Anton von Maron
Place Born
ViennaPlace Died
RomeBio
Von Maron is one of the more interesting of the many foreign painters working in Rome in the second half of the 18th century. Trained under Karl Aigen and Daniel Gran in Vienna, he was studying in Rome by 1755, and from 1756-61 he was Mengs pupil and collaborator. On the latters moving to Madrid, Marons career as a portraitist began in earnest. His clients were mainly foreign visitors to Rome, and between 1767-70 as many as ten of his pictures were granted export licenses. In 1765 he married Mengss sister, Therése Concordia, and in the following year he was made a member of the Academia di San Luca. In that year he painted the spirited and original Robert Clive (formerly Rome, Scaretti Collection, now Galleria Nazionale) which shows him working in quite a different mode from Mengs, and in 1768 his fine portrait of Winckelmann (Weimar, Museum). After a few months in Vienna in 1772, he returned to Rome with commissions to paint the Imperial family together with a hereditary title; he had already painted Kaiser Franz I and his Family (Schönbrunn). Twice Principe of the Academia di San Luca in 1784-6, he maintained his connections with the Vienna Academy, proposing reforms based on his Roman academic experience. On Mengs death in 1779, he carried on the series of engravings of antique paintings at Villa Negroni begun under Mengs, but never succeeded in ousting Angelika Kauffmann as the leading portraitist in Rome. His Fourth Marchioness of Bristol of 1779 (Christies 30th July 1964, Lot 11), formerly attributed to Vigée-Lebrun, shows him searching for a personal manner.
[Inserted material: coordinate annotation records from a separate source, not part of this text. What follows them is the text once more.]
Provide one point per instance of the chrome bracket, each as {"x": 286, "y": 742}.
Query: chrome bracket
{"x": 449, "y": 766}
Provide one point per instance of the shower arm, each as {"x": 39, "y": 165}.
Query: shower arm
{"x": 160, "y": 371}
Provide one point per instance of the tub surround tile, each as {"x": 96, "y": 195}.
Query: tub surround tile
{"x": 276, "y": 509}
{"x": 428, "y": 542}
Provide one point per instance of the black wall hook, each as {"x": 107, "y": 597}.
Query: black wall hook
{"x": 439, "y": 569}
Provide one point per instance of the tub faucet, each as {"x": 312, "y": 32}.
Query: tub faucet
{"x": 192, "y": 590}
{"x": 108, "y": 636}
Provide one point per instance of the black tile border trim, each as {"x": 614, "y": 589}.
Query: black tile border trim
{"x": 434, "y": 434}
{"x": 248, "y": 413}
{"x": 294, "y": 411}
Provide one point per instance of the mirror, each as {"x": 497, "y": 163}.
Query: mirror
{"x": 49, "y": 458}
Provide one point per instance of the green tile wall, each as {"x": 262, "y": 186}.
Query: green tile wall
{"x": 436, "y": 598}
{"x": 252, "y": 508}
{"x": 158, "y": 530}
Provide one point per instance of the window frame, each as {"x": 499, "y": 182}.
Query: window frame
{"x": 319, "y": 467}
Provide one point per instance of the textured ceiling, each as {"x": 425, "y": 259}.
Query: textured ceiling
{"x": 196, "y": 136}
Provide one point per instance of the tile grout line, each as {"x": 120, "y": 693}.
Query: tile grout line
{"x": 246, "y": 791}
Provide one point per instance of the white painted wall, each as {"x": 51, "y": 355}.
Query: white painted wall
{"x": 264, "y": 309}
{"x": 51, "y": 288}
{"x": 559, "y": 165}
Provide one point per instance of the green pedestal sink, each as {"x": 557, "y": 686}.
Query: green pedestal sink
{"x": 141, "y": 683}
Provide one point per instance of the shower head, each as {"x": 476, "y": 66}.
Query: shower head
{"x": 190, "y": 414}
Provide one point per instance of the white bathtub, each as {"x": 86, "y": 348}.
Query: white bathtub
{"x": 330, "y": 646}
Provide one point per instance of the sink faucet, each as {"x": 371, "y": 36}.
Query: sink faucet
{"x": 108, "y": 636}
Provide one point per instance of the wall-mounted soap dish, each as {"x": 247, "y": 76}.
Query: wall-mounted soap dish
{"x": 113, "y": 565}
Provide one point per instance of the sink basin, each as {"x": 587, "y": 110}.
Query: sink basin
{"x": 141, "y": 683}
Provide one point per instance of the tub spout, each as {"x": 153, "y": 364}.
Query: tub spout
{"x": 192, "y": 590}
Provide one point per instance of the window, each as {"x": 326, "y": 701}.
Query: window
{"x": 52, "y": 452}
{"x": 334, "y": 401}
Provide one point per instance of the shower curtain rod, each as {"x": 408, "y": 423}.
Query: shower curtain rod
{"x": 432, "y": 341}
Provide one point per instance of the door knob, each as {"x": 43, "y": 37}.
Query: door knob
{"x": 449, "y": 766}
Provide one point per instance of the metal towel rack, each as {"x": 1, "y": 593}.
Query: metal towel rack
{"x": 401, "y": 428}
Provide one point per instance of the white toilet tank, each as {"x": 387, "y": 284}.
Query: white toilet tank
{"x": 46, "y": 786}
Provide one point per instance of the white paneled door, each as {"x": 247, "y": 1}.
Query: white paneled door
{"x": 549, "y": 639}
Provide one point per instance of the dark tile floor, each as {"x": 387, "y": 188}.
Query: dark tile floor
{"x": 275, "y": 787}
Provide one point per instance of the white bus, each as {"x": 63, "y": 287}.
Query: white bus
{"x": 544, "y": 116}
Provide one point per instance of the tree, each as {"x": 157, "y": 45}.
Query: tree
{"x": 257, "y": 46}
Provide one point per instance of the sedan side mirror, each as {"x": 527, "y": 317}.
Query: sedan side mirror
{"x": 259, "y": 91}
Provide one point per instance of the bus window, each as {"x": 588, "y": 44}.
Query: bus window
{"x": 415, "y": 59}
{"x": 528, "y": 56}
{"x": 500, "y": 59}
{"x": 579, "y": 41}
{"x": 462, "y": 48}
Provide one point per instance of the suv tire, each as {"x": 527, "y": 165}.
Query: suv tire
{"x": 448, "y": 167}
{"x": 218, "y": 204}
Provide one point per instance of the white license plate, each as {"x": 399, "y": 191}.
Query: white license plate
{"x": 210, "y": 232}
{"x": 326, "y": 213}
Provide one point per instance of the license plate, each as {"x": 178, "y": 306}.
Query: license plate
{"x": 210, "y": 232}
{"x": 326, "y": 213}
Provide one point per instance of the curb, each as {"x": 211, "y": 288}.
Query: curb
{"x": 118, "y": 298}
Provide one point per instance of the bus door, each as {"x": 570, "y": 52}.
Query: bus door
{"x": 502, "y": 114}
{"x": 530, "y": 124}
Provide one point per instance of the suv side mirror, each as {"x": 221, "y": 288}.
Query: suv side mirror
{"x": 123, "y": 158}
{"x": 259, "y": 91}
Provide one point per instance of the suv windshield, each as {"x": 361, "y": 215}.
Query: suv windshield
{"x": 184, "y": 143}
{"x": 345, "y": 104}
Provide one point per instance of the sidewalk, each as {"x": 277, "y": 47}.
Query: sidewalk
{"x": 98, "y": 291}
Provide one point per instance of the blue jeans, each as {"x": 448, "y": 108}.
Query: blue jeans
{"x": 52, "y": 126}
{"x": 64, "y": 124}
Von Maron was also active as a figure painter, notably in the 1780s, when he painted the five ceiling pictures showing Dido and Aeneas in Villa Borghese (1784-5) and an altarpiece for Loreto of 1789. From 1791 dates The Sabine Woman brought to Thalassius for the new apartments at Palazzo Altieri, Rome, and from 1791-2 von Maron was in Genoa – the last major moment of his career before he lost much of his money because of the financial crisis in the Papal States and the creation of the Roman Republic. He seems to have painted almost nothing from this time until the end of his life.